The World Health Organization (WHO) has recently recommended the term “mucinous cystic tumors” for intrahepatic biliary cystadenomas. However, a recent study argued that since the large majority of these tumors have a clear rather than mucinous fluid in their lumina and since the cysts are lined by a single layer of cuboidal to columnar epithelium, which more closely resembles the lining of the gallbladder and bile ducts rather than the lining of the intestine, the term “mucinous cystic tumor” is a misnomer.
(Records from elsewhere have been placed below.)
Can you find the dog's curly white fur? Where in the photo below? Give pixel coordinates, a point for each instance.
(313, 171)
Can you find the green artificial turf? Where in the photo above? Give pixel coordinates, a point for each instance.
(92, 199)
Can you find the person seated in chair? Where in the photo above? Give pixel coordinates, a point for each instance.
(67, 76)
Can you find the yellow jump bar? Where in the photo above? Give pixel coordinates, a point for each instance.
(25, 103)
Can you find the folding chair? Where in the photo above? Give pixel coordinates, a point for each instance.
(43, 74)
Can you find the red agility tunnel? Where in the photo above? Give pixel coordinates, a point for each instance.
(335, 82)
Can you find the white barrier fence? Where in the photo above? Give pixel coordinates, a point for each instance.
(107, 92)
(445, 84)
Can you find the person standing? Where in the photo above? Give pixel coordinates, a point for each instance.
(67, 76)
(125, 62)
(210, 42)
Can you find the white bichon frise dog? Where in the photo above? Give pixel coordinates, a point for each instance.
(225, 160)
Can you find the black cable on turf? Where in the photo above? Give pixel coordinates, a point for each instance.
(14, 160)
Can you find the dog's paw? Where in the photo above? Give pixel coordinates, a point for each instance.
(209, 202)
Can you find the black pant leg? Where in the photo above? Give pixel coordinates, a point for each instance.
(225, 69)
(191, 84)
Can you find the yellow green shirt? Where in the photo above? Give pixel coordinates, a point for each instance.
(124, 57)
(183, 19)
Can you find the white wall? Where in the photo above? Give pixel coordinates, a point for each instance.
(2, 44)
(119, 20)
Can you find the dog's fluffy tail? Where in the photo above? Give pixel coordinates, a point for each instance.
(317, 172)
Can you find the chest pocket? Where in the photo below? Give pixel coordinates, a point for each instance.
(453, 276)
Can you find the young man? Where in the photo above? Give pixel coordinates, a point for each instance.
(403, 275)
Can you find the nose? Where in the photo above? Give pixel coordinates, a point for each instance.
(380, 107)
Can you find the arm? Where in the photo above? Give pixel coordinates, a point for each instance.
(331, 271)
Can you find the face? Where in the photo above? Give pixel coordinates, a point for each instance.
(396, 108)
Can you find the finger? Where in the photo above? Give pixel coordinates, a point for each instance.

Thus, the terminology and epithelial phenotype of these rare tumors may remain controversial even in the near future [25]. As ovarian stroma is not seen in some of these tumors in males, a recent paper has suggested that such tumors be classified as “Intraductal papillary mucinous neoplasms, biliary type with marked cystic elements” [21].While it is important that every effort be made for correct preoperative diagnosis of these rare tumors, surgery followed by histological examination still remains the only definitive means of an accurate diagnosis [26].

Conclusions

Pathologists need to: ensure adequate sampling of the specimens, especially from any solid or nodular areas; be careful to document the presence of moderate to high grade dysplasia in the histologic sections; and to keep the main differential diagnoses including hydatid cyst of the liver, simple cyst, and ciliated foregut cyst in mind.